El sector del medicamento está hoy desatado y no se sabe cómo ligarlo, haciendo justicia a su realidad. Se trata de un input de la asistencia sanitaria que, para las cuentas públicas, crece muy por encima del crecimiento de la renta y del propio gasto sanitario financiado. Aquí y en todas partes, además, se observan costes incrementales de nuevos fármacos muy por encima de los beneficios de salud que añaden, aunque estos son positivos. La industria se quiere mover como un todo, siempre hablando de medias, a pesar de la heterogeneidad de las contribuciones de los productos más innovadores y eficientes frente a los que lo son menos.
Las respuestas de los reguladores, hoy, hacen pecadores por justos, a la vista de la pobre manera con la que distinguen la aportación del fármaco a la salud poblacional. Eso incluye desde los que son tratamientos de enfermedades raras, productos huérfanos para la población que las soporta de manera grave, hasta los más prevalentes en la lucha contra el cáncer o contra la epidemia de la obesidad, para una mejora de la calidad de vida. En España, el totum revolutum de acciones (medidas y ocurrencias, nuevas y viejas) y de reacciones (al unísono, la industria contra la propuesta de cualquier nueva ley de medicamentos) nos sitúa en un callejón sin salida.
Medicamentos en una farmacia
Querríamos tener una agencia independiente que pusiera orden en el catálogo de aquello públicamente financiable; pero no la podemos tener, vista la batalla partidista que su simple mención genera. Nos queremos poner de acuerdo en ciertos principios genéricos (pagar el fármaco por el valor que aporta), pero no podemos acordar qué entendemos por valor o resultados.
Sabemos que no es sano vivir instalados en el favorecer más y más actividad asistencial (tratamientos y procesos) y no la prevención; pero creada la lista de espera, no podemos desincentivar la actividad, dejando de pagar por volumen a los proveedores.
Querríamos que el medicamento se integrara en la cadena de producción de la salud, sustituyendo otras partidas de gasto, pero no es posible mientras se contemple el fármaco aisladamente y la gestión sanitaria pública esté incapacitada, legal y prácticamente, para poner en práctica tal sustitución. Así, “más” siempre aparenta ser “mejor”, hinchando sin cesar los costes sanitarios.

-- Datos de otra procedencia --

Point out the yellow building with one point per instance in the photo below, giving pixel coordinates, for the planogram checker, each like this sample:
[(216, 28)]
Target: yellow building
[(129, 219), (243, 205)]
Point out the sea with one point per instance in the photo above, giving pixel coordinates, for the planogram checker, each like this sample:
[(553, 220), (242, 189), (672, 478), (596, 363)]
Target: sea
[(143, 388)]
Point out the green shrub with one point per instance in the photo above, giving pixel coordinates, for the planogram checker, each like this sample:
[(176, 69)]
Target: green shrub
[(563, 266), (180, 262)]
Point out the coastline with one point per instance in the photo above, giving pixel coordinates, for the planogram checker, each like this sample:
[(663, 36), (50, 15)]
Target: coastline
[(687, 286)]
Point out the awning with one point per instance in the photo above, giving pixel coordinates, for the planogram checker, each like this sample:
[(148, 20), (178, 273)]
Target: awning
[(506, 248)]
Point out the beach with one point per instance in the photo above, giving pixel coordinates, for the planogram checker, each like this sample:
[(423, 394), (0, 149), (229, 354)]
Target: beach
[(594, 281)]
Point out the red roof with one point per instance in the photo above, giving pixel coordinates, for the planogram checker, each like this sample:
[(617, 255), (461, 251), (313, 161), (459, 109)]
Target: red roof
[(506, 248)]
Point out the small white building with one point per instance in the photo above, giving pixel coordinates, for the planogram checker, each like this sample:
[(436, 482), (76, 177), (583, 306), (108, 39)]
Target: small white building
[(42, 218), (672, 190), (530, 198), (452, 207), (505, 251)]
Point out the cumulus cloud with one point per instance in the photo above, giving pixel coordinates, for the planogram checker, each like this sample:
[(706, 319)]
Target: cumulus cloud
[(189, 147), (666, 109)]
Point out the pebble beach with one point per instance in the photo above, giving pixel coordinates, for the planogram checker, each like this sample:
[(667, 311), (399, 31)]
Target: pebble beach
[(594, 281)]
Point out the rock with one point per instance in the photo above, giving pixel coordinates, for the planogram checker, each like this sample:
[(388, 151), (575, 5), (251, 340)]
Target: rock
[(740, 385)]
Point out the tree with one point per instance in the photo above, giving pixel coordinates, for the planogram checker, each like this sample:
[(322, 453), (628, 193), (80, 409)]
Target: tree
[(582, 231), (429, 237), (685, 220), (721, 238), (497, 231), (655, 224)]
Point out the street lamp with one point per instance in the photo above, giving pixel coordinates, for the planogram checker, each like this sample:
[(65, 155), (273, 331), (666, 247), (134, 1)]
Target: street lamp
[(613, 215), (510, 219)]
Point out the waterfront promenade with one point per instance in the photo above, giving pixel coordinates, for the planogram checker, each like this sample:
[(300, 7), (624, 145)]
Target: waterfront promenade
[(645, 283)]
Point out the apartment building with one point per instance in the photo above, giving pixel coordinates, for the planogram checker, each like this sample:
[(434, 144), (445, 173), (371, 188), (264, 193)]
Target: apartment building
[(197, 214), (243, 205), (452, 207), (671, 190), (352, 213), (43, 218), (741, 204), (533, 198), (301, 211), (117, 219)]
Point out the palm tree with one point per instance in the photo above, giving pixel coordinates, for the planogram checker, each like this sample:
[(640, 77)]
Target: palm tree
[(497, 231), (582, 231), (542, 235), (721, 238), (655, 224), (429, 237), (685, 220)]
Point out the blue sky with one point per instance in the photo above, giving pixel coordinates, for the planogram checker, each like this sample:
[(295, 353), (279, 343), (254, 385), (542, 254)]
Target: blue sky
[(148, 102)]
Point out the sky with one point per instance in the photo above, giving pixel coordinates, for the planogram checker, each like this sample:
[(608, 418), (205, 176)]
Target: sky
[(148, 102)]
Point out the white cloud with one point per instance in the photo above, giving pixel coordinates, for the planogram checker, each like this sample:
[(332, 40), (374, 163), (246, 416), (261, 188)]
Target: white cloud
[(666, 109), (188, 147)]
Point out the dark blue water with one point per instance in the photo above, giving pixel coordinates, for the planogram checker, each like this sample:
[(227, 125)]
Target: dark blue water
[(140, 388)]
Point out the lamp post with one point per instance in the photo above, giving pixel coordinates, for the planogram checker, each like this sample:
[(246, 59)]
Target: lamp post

Nos gustaría dar a la industria un marco estable para que esta confrontara las inversiones que se requieren al medio plazo, pero no podemos garantizarlo con coyunturas presupuestarias de corto plazo poco discriminantes. Iría bien tener precios más dinámicos y competentes (quien quiera la marca y no el genérico, que pague la diferencia), pero no podemos hacerlo en la medida en que todos los copagos se malentienden como contrarios a la equidad. Convendría que el sector fuera transparente en precios e indicaciones, pero no lo puede ser si se quiere evitar comercio paralelo entre países y desabastecimientos locales. Estaría bien evitar intermediaciones en muchos productos, pero la regulación, a estas alturas, casi no permite la venta directa.
Se pensaría que conviene liberalizar las oficinas de farmacia, pero no se ve cómo se podría garantizar el servicio por todo el territorio. Sería interesante profundizar al compartir riesgos entre el financiador y el proveedor de un tratamiento nuevo, pero no lo podemos hacer a corto plazo, cuando se fija el precio, ni vencer la incertidumbre de la posibilidad de que no funcione para una indicación o grupo de individuos concreto en el término medio.
Querríamos un catálogo razonable de qué entra y qué no entra en el sistema público, pero la cultura política del país no entiende aquello racionado como diferente de una discriminación negativa.
Queremos contar con un sector biofarmacéutico de primera en ingresos, creador de riqueza, de empleo y de comercio exterior; pero no lo podemos pagar desde la restricción impuesta sobre el gasto sanitario.
Querríamos, en favor de la competencia, flexibilizar el sistema de patentes; pero nos da miedo perder la motivación en la innovación.
El sistema está muy trabado, desde la conciencia de que el estado actual de cosas no puede perpetuarse, pero, de momento, no se puede avistar ningún camino para solucionarlo.